Saturday, October 25, 2008

Liberal Reforms Part 1: The Delegate System

The delegate system has too many problems to keep.

Dion won the leadership with the support of about 10% of the Liberal membership. To move forward enthusiastically and with the potential for good donations and lots of volunteers, a leader should have greater support than that.

Wannabe-delegates win their local elections by signing up friends and co-workers as members. Those people aren't really Liberals and they don't stay with the party, or in this election, apparently even vote for the party. They shouldn't be selecting our leader.

I have written about my experience trying to be elected a delegate. I didn't even make it on the ballot, and it was fishy. In comments on my blog, other people talked about widespread problems with delegate submission forms being "lost". Werner Patels has written about losing a delegate election in different but fishy circumstances. There were also numerous stories about riding association brass picking a leadership candidate and then making sure that their staff and family got picked as delegates so they could vote under direction.

The system is not just undemocratic, it's disenfrachizing. You have people who want to be delegates - who want to be active in the party - and they're cheated out of being able to do it. You have people voting to choose a delegate to choose a leader, and their vote is turned into a joke when someone wins with a tiny fraction of the vote. You have Canadians looking at a party that has an antiquated, undemocratic system of leader selection, and they're not impressed.

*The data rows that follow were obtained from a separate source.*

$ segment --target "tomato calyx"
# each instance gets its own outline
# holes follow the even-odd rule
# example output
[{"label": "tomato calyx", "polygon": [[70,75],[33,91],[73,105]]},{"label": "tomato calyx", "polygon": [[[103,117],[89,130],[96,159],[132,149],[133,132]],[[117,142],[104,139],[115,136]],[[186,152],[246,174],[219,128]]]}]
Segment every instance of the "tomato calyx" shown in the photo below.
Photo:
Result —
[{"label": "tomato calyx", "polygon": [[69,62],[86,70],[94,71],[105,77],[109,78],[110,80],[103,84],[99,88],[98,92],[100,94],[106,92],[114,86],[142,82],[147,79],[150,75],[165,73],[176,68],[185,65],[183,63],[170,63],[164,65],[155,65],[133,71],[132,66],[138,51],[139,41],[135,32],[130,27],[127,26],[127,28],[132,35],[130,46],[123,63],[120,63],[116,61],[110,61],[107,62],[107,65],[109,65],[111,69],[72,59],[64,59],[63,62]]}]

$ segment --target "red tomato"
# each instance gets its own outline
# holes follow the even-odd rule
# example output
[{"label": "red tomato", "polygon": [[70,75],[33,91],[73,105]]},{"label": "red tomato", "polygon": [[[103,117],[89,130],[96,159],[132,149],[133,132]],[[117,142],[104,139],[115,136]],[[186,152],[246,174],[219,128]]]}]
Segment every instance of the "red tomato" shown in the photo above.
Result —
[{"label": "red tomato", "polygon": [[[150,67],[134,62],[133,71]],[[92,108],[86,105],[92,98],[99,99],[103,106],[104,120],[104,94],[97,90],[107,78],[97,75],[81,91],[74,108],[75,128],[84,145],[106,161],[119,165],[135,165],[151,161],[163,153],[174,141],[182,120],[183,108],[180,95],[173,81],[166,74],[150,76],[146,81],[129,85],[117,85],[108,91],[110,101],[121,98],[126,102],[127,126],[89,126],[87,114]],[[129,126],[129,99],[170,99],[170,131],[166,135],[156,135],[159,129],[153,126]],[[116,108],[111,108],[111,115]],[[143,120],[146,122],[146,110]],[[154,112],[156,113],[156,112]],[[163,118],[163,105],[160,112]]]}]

See also: Moving Towards Improvement

1 comment:

George said...

Thank you for your great post. Indeed, delegated systems are anything but democratic. It's like an opinion poll that attempts to probe the views of 30 million Canadians based on a sample of 800, 1,000 or 2,000 people -- simply ridiculous.

One member, one vote -- that's the only way to go.

Heck, even the Alberta Tories, who are not exactly known as champions of democracy in a one-party province, use the one-member-one-vote system for electing their party leaders. So, why can't the Liberals?